I'm in a special place right now. I took in a double feature tonight with a viewing of Phantom at the Venetian followed up by a midnight viewing of Cloverfield. It was somewhat of an odd combination for shows I'll admit but they both carry a sort of survival theme to theme. That is, how would you survive if your life was threatened?
As to Phantom that's an easy one--I would totally die. We've already discussed this. I have horrible taste in men that happen to also be pathological murderers and so my survival instincts would do nothing for me in that case. But Cloverfield, that's a more interesting question to ponder.
I will do my best not to give away any parts of the movie so you need not worry about spoilers. I will say only this: I became very involved in the movie and acted nearly instinctually while still in my chair. I believe, therefore, that I could use my reactions as a starting point in guessing what I would do should a giant monster attack my city and threaten my life.
I have an amazing flight response. My need to survive astounds even me sometimes. It isn't that I fear death, and it isn't even my fear of pain (though my aversion to being killed has everything to do with the pain it will cause me and little to do with the death itself) but I have a nearly overwhelming need to survive. Maybe it's the writer in me; I want to live so that I can tell the story. Maybe it's because I genuinely like living and so want to continue for more than simple instinctual reasons. But, whatever the case, I would run like hell and do my best to get myself and my friends out of there.
Sometimes, however, you can't simply run. If you live in Manhattan, for example, you're on an island. Living in Las Vegas I would be totally screwed cause I'm in the middle of the desert. That's almost as good as living on an island. Also, if there are people in town you love you can't just leave them. Until you know for sure they are dead you need to attempt to get everyone out.
However, if someone is most likely dead when is it okay to leave them behind? I'm not sure I would want my friends to come back for me even though if they did and we all somehow survived that would be really awesome. I would probably go back for my friends, but not if I thought they were dead. But maybe so--my need to survive is tempered by my need not to be a complete and utter asshole. So when is an appropriate time to assume someone is dead?

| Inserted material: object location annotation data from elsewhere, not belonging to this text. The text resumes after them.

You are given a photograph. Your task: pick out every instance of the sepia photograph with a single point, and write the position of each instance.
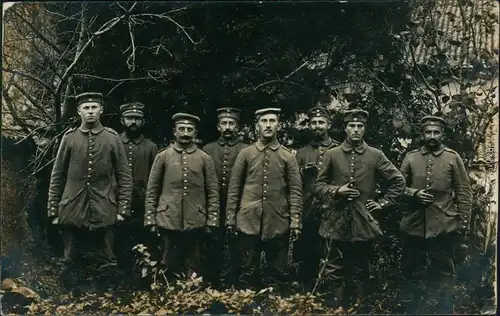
(249, 157)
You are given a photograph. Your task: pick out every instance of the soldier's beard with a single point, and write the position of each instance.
(133, 131)
(228, 134)
(319, 135)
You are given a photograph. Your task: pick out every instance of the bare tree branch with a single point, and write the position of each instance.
(37, 32)
(31, 77)
(284, 78)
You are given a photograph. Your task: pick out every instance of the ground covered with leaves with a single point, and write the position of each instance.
(38, 290)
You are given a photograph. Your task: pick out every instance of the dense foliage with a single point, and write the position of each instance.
(200, 56)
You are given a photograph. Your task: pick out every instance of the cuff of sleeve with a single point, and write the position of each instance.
(230, 222)
(53, 208)
(149, 219)
(332, 189)
(384, 203)
(296, 222)
(213, 221)
(411, 191)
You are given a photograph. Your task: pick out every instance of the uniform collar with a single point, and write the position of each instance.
(189, 149)
(261, 146)
(136, 140)
(348, 147)
(323, 143)
(233, 141)
(424, 150)
(96, 130)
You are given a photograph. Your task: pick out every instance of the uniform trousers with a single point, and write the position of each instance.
(346, 271)
(429, 270)
(79, 242)
(181, 251)
(249, 249)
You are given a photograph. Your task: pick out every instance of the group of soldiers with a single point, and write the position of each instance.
(216, 209)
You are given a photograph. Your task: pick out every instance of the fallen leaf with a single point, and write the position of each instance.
(24, 291)
(8, 284)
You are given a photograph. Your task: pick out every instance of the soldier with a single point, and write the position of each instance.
(440, 202)
(223, 152)
(310, 159)
(182, 198)
(141, 153)
(348, 180)
(264, 202)
(90, 186)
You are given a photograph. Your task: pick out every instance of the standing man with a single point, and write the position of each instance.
(441, 198)
(141, 153)
(264, 203)
(348, 181)
(182, 198)
(310, 159)
(90, 186)
(223, 152)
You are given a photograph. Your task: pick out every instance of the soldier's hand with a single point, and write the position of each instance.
(295, 234)
(209, 229)
(373, 206)
(153, 229)
(347, 191)
(424, 197)
(231, 230)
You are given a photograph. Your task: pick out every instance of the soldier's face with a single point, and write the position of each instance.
(90, 112)
(133, 123)
(227, 127)
(355, 131)
(433, 136)
(184, 133)
(319, 126)
(268, 125)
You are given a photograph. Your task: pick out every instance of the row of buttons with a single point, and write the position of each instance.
(224, 167)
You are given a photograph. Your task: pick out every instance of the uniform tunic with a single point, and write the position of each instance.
(141, 153)
(90, 182)
(182, 192)
(443, 174)
(224, 155)
(350, 220)
(265, 191)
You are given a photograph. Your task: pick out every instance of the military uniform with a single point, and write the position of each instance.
(141, 153)
(223, 153)
(182, 197)
(310, 159)
(433, 229)
(348, 228)
(264, 202)
(90, 185)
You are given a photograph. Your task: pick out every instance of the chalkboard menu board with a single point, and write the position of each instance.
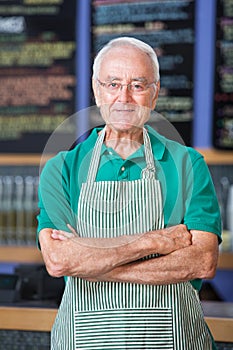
(223, 95)
(168, 26)
(37, 71)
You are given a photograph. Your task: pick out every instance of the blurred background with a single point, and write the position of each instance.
(46, 53)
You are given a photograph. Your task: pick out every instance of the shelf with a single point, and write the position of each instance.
(22, 159)
(20, 254)
(27, 319)
(216, 157)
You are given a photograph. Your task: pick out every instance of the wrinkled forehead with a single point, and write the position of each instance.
(126, 60)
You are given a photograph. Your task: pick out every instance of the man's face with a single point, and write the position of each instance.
(122, 106)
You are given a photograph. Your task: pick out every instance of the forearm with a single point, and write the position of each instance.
(179, 266)
(90, 257)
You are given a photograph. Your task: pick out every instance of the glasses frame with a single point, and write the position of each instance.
(103, 84)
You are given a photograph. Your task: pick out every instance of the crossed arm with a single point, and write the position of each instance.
(184, 256)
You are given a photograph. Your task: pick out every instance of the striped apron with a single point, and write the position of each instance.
(111, 315)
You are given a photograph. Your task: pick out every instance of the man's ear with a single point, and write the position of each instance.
(155, 97)
(96, 90)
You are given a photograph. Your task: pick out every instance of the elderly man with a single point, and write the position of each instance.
(143, 221)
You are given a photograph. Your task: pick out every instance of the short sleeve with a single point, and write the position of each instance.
(202, 209)
(54, 195)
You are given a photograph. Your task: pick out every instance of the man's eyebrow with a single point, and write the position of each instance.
(141, 79)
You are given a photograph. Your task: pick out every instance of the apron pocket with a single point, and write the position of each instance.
(124, 329)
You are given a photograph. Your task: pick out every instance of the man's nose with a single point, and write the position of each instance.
(124, 94)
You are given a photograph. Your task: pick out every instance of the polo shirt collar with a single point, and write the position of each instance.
(158, 142)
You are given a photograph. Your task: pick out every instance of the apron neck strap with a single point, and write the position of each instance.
(148, 172)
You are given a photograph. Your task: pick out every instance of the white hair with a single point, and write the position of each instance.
(126, 41)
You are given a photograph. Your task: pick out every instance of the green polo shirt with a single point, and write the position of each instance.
(187, 189)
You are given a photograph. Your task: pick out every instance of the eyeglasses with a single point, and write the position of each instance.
(136, 87)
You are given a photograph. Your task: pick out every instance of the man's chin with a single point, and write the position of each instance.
(123, 126)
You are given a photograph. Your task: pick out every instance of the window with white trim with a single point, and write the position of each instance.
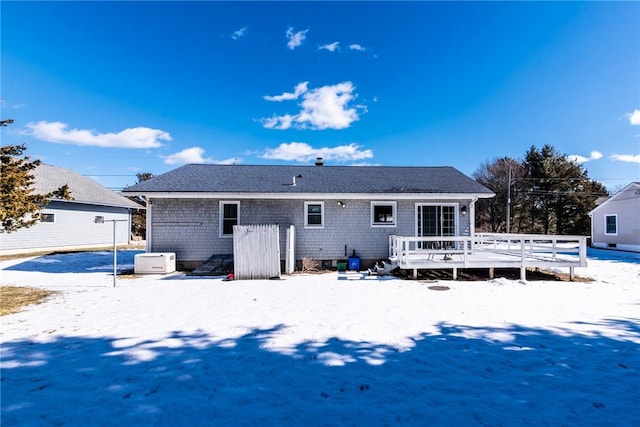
(46, 217)
(383, 214)
(611, 224)
(314, 214)
(229, 216)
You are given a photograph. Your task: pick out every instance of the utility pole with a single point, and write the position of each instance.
(101, 220)
(509, 202)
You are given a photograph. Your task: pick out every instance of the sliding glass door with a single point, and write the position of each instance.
(436, 220)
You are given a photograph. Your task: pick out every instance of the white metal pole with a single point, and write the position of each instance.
(509, 202)
(115, 254)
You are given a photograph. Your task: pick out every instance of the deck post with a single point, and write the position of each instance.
(523, 269)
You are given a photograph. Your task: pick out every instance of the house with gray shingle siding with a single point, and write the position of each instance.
(69, 224)
(336, 210)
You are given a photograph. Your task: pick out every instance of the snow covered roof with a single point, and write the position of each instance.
(83, 190)
(312, 180)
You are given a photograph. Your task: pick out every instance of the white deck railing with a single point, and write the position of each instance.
(488, 250)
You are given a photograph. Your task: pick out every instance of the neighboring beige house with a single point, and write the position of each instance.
(615, 224)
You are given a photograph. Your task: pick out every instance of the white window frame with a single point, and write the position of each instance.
(53, 215)
(456, 210)
(605, 224)
(221, 216)
(394, 214)
(306, 215)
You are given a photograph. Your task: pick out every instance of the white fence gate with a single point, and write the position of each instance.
(256, 251)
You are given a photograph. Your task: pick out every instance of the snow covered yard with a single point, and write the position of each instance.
(320, 350)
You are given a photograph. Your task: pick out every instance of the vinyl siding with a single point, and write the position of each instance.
(73, 227)
(625, 205)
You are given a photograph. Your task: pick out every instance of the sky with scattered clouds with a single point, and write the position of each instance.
(114, 89)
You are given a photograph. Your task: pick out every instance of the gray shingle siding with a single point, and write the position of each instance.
(190, 227)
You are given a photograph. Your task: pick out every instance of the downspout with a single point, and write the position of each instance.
(148, 224)
(472, 222)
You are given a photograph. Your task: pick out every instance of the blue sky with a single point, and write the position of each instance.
(110, 89)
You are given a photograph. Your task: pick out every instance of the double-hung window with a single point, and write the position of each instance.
(314, 214)
(611, 224)
(383, 214)
(229, 216)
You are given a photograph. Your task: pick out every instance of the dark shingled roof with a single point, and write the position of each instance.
(311, 179)
(83, 190)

These are all questions that plague me when considering attacked-by-giant-monster scenarios. I do take comfort, though, in the knowledge that the first thing I would do would be to grab a baseball bat or weapon of some kind. I really should get a bat--it's a handy thing to have in one's house, and perhaps an axe as well. Both are excellent weapons that suit my particular fighting abilities well. I'm not much of a swashbuckler, but I played softball and I know I could beat the crap out of something.
I think in the end, that I would find a good defensible position, several useful weapons, a stockpile of food and water, hole up and wait it out. This strategy would be useful for not only attacked-by-giant-monster scenarios, but also vampires, werewolves, zombies, and human mobs. I am still plagued by the question of whether or not I would leave my excellently defended position to come save my friends, however. It's hard to give up a safe place for possible certain death (if such a thing as "possible certain death" is possible) but if you don't go for your friend how do you live with yourself? And I know what everyone is thinking right now. You're all thinking "I would totally come for you Jess" but let's be honest, none of us actually know what we would do since we have yet to be attacked by a giant monster, and even if you did come for me there's no guarantee you would make it and what good does that do anyone?
Once, while watching The Day After Tomorrow the friend next to me turned during the scene everyone was freezing to death and starving and said, "you know if that happened I would kill you and eat you so as to survive." I was horrified, still am actually, but I appreciate his honesty. On the one hand it shows me that my taste in male friends is as horrible as my taste in male romances, but on the other hand it's comforting to know that I have a friend that concerned with survival. That shows me that, assuming I kept him from killing and eating me, if I stuck with him we could survive. And that's a comforting thought.
So there you have it, whatever "it" is. What would you do if the world ended tomorrow? And does one put a catch-all plan in place or do you try to work up a plan for different scenarios? It isn't an easy question and not one that will be answered any time soon. Perhaps I will work up a list of survival plans to share with you all. Then if I don't come back for you in the heat of things, at least you'll know what I'll be doing.